Freckles a chestnut leopard appaloosa bred to a chestnut fewspot is on cam and testing ready to foal tonight!

If you want to share please visit:

http://kdgilger.camstreams.com/


----------



## izmepeggy (Mar 5, 2012)

Congratulations on your new baby boy. .


----------



## Eagle (Mar 5, 2012)

Congratulations on your new baby, mum is being a little rough at the moment but the foal seems to take it in his stride


----------



## AnnaC (Mar 5, 2012)

Goodness, no time to say welcome - great to have you here! Now it's congratulations on your new little boy!!

Well done Freckles!!


----------



## vickie gee (Mar 5, 2012)

That is good news to wake up to. Right now both are standing up sleeping. I hate I missed the party but it looks like it turned out well! 





CONGRATULATIONS!!!!!!!!!!!!!!
​


----------



## HGFarm (Mar 5, 2012)

Oh boy, an Appy baby!!!! Ok, get some pics up here, LOL Can't wait to see and congrats!! How big is he?


----------



## Bonny (Mar 5, 2012)

Yes! He is a fewspot appaloosa with color only on ears mane and tail, some color on his chest, Very cool color around his eyes too!

He is roughly 17-18 inches tall.

https://fbcdn-sphotos-a.akamaihd.net/hphotos-ak-ash4/429995_10150694451826391_265532081390_11503565_493331030_n.jpg


----------



## MeganH (Mar 5, 2012)

Congrats!
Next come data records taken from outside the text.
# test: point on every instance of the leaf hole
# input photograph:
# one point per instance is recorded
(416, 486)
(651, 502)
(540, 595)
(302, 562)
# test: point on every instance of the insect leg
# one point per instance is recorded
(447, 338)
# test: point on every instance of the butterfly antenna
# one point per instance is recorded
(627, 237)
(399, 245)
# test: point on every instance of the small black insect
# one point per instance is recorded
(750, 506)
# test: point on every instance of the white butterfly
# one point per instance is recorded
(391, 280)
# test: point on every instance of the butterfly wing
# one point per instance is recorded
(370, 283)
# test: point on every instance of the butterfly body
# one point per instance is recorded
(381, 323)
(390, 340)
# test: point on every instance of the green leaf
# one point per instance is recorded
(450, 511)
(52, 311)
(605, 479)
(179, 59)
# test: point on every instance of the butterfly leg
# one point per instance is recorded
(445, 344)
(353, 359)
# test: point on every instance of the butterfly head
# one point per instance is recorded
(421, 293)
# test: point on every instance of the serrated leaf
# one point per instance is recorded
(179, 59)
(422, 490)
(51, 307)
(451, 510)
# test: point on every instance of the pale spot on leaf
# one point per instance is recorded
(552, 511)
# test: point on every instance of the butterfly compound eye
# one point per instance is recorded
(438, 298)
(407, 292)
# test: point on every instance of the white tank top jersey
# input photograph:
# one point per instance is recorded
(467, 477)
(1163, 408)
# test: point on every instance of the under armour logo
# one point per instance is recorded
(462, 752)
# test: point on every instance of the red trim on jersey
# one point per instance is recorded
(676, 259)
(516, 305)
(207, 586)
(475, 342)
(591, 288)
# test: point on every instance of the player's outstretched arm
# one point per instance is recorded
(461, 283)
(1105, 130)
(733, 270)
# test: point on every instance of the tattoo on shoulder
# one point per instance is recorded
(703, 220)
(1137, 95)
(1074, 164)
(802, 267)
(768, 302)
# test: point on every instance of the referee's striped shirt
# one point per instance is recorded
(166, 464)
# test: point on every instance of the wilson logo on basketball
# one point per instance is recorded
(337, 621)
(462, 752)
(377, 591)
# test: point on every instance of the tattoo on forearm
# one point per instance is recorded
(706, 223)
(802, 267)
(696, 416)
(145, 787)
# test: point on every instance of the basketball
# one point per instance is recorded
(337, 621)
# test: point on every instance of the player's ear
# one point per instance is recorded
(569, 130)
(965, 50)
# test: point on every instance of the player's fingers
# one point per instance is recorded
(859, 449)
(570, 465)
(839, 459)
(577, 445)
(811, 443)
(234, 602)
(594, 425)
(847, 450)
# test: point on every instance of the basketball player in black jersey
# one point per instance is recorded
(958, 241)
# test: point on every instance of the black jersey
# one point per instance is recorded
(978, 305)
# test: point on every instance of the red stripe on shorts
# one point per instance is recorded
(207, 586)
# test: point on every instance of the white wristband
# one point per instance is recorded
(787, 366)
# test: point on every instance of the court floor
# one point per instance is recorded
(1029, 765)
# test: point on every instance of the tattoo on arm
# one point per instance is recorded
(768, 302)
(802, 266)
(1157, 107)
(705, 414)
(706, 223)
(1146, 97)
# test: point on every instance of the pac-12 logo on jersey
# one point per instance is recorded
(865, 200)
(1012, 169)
I can't watch the cam from my computer but I see the picture of the new boy and he is handsome!


----------



## Eagle (Mar 5, 2012)

wow, what a cutie and an amazing colour, thanks for the pic.


----------



## AnnaC (Mar 5, 2012)

What a fabulous colour - he's gorgeous!


----------



## cassie (Mar 5, 2012)

wow amazing colour, what a sweet little man! congratulations


----------



## lucky lodge (Mar 7, 2012)

congrats on a stunning little man


----------



## StarRidgeAcres (Mar 7, 2012)

Congratulations! He's adorable!!!


----------